2023年度立命PENクラブ『新人賞』講評

 皆さんこんにちは!
 立命館の文芸サークル、立命PENクラブです。

 今年度も、冬季期間(~1/27)においてサークル内で新人賞を企画し、提出された作品の中から、受賞作を選ばさせていただきました。
 当記事では、新人賞選考における講評を掲載いたします。

(新人賞・・・前年度の新人賞後にサークルに入られた方を資格者とし、三つのお題を元に一万字以内で書かれた短編小説を選考対象とし、受賞作を決める企画です。)

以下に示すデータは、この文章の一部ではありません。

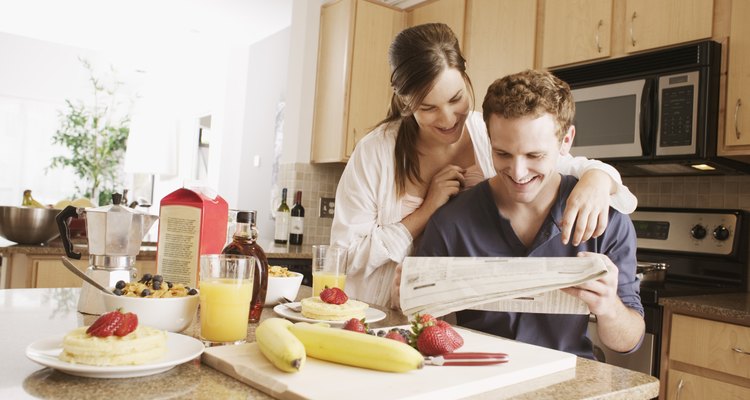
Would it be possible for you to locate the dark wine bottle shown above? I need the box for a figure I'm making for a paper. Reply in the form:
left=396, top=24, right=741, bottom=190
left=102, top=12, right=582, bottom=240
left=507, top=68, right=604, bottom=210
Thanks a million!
left=289, top=190, right=305, bottom=245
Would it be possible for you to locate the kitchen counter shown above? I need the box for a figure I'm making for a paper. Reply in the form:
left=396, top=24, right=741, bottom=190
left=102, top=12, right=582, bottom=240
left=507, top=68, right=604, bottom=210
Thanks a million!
left=0, top=286, right=659, bottom=400
left=659, top=293, right=750, bottom=325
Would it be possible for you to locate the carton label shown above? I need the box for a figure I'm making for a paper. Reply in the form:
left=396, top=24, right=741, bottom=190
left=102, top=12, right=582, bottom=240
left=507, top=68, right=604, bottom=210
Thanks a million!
left=157, top=205, right=202, bottom=287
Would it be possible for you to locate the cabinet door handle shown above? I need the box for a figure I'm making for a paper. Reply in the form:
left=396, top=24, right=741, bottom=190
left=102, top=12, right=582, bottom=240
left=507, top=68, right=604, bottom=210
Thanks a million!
left=734, top=99, right=742, bottom=139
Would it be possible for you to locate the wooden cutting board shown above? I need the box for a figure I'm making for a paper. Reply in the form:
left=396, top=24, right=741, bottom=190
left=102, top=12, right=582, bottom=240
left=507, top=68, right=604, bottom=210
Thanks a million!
left=202, top=328, right=576, bottom=400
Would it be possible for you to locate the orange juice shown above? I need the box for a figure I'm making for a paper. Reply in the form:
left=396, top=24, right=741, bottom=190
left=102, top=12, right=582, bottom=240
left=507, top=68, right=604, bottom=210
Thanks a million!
left=199, top=279, right=253, bottom=342
left=313, top=272, right=346, bottom=297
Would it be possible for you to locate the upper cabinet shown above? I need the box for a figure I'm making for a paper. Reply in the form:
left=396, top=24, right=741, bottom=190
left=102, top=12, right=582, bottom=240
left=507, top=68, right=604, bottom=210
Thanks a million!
left=621, top=0, right=714, bottom=53
left=541, top=0, right=612, bottom=68
left=406, top=0, right=466, bottom=46
left=463, top=0, right=537, bottom=111
left=724, top=0, right=750, bottom=148
left=310, top=0, right=405, bottom=163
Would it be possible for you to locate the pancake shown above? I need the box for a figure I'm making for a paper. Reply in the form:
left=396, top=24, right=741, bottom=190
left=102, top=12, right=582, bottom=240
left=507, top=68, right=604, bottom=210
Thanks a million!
left=60, top=326, right=167, bottom=365
left=301, top=296, right=370, bottom=321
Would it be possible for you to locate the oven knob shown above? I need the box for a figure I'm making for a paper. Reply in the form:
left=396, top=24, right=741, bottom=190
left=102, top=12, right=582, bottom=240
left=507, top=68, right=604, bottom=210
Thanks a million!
left=690, top=225, right=706, bottom=239
left=714, top=225, right=729, bottom=240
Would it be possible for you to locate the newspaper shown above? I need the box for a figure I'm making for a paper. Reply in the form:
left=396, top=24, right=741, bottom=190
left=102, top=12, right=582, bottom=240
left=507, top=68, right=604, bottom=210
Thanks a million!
left=400, top=257, right=607, bottom=317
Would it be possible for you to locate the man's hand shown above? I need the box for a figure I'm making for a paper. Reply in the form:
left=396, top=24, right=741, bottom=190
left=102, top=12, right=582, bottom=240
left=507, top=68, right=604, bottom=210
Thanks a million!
left=561, top=252, right=646, bottom=352
left=561, top=170, right=614, bottom=246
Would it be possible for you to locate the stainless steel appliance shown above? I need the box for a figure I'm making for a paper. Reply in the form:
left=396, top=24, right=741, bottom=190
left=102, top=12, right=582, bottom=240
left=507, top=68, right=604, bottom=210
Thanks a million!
left=57, top=193, right=158, bottom=314
left=589, top=207, right=750, bottom=377
left=553, top=41, right=750, bottom=176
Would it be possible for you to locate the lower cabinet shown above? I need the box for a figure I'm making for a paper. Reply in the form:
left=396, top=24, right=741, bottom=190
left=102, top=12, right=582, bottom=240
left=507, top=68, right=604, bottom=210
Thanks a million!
left=661, top=312, right=750, bottom=400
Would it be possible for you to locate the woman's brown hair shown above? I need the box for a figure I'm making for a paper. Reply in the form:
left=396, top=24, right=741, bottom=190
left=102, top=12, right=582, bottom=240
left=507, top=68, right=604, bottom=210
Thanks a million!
left=380, top=23, right=474, bottom=196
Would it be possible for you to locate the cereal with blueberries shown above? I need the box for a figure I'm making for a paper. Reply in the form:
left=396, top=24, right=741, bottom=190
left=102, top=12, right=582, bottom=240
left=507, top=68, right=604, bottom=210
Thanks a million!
left=112, top=274, right=198, bottom=298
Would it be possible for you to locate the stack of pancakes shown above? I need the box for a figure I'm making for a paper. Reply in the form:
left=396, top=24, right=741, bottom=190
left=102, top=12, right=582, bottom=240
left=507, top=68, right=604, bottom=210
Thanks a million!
left=60, top=326, right=167, bottom=365
left=301, top=296, right=370, bottom=321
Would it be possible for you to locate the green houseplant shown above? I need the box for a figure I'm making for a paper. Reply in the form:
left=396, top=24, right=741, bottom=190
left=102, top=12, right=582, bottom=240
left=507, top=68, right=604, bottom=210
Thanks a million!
left=50, top=59, right=130, bottom=205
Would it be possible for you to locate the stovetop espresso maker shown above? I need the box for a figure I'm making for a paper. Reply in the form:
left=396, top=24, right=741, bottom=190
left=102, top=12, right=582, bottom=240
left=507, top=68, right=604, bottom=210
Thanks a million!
left=56, top=193, right=159, bottom=314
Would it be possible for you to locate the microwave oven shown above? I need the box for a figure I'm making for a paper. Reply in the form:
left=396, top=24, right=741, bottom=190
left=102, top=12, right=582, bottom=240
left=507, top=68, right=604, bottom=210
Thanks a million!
left=552, top=40, right=750, bottom=176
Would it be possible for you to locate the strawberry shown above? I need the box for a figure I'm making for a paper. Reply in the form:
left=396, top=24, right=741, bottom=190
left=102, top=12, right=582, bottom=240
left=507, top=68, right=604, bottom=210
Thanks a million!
left=115, top=313, right=138, bottom=336
left=385, top=331, right=407, bottom=343
left=86, top=310, right=123, bottom=337
left=320, top=287, right=349, bottom=304
left=344, top=318, right=367, bottom=333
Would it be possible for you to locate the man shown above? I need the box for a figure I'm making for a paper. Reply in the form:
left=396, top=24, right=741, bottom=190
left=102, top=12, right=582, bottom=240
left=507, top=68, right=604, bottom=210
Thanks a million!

 受賞作・候補作共に、四月に配布する『Libro.79』に掲載しておりますので、興味を持った方はぜひご連絡ください!

お題

日光、亡霊、期限

応募作品(順不同)

今井みそ『太陽は出ているか』
嘘呑真下『地球熱砂化』
海九里静月『太陽の下、陰の中』
佐倉秋『8時間の支配者』(受賞
村田輝圓『湖畔』

各作品講評

今井みそ『太陽は出ているか』

主人公の友人であり、難病を患っていた少年が亡くなった。その後しばらくして、友人の母親から、彼が闘病生活最後の一か月に書き記した日記を見せられる。読後、主人公が辿り着いた結論とは……。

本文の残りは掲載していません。